As a result the crossections are $A_{3}=7.06858\text{mm}^2=0.0707\text{cm}^2$, $A_{2.85}=6.3794\text{mm}^2=0.0638\text{cm}^2$ and $A_{1.75}=2.40528\text{mm}^2=0.024\text{cm}^2$.

Volume of a cylinder is $V_{A_d,l}=\times {A_d} {l}$. Turned around to get a length from Volume and Area we get $l=\frac {V_m}{A_d}$, but what is V?

We know the density of comercial PLA is about $\rho=1.25 \frac{\text g}{\text{cm}^3}$, and we know $m=\times V \rho$. So: $V_m=\frac{m}{\rho}=\frac{1000}{1.25}\text{cm}^3=800\text{cm}^3$.

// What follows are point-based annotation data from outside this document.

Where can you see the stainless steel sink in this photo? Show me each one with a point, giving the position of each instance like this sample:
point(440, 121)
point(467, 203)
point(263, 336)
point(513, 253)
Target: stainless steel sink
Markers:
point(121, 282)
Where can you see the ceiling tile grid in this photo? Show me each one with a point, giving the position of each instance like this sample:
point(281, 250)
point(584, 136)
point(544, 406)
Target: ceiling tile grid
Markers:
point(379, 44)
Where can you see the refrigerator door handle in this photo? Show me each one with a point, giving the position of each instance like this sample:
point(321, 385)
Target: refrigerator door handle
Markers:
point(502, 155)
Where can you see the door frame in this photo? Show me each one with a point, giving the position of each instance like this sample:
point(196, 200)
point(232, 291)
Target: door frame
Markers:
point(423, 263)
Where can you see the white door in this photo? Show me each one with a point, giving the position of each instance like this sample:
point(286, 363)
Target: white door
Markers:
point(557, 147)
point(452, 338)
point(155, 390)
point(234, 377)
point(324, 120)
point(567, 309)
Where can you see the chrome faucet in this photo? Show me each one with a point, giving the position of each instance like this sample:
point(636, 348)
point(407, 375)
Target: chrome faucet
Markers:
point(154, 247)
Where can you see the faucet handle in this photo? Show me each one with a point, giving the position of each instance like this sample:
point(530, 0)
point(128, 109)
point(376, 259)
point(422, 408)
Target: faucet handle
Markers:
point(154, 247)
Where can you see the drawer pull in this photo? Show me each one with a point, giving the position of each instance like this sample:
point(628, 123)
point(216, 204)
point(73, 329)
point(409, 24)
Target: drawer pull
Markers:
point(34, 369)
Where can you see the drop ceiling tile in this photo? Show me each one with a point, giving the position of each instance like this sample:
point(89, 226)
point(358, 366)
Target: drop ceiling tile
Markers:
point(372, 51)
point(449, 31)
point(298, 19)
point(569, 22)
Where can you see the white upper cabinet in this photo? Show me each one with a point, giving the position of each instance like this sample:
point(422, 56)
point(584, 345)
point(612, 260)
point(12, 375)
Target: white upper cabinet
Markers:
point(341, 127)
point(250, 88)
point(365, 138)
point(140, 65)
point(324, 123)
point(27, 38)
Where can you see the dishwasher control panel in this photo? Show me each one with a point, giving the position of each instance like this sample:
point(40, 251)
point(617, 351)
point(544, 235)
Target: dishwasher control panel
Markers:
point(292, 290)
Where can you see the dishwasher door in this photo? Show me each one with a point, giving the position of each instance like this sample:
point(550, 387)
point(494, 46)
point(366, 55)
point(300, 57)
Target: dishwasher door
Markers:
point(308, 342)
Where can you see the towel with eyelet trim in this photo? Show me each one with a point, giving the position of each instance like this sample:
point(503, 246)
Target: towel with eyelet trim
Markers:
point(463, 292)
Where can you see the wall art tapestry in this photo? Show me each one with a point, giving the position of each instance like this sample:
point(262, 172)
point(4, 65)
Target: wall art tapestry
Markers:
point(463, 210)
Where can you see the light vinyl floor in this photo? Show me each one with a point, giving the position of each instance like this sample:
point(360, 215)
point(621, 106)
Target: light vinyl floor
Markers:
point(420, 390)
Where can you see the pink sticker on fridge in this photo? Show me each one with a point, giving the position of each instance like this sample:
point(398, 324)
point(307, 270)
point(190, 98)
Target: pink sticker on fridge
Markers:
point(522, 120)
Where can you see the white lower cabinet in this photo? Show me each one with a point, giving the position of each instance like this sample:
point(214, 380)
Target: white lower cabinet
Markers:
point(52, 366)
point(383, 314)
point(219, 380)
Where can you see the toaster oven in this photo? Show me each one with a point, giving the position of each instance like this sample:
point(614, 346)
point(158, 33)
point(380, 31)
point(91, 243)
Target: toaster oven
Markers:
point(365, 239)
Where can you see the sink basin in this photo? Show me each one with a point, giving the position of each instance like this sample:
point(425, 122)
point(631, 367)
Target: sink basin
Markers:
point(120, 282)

Taking this Volume and using the $l=\frac {V_m}{A_d}$ we get:

$l_{d=1.75}=33333.33\frac{\text{cm}}{\text{kg}}=333.33\frac{\text{m}}{\text{kg}}$

$l_{d=2.85}=12539.18\frac{\text{cm}}{\text{kg}}=125.39\frac{\text{m}}{\text{kg}}$

$l_{d=3}=11315.41\frac{\text{cm}}{\text{kg}}=113.15\frac{\text{m}}{\text{kg}}$

If the filament is more on the dense side $(\rho>1.25\frac{\text g}{\text{cm}^3})$, then it will have a smaller volume and thus be shorter than this estimate.

To show this better, a graph: This is the length of a filament spool in dependancy of the density. The values were calculated for the usual diameters with their closest neighbors rounded to 0.1 as absolute diameters and run over a broad range of densities commonly used in plastics - 0.7 g/cm³ to 2 g/cm³.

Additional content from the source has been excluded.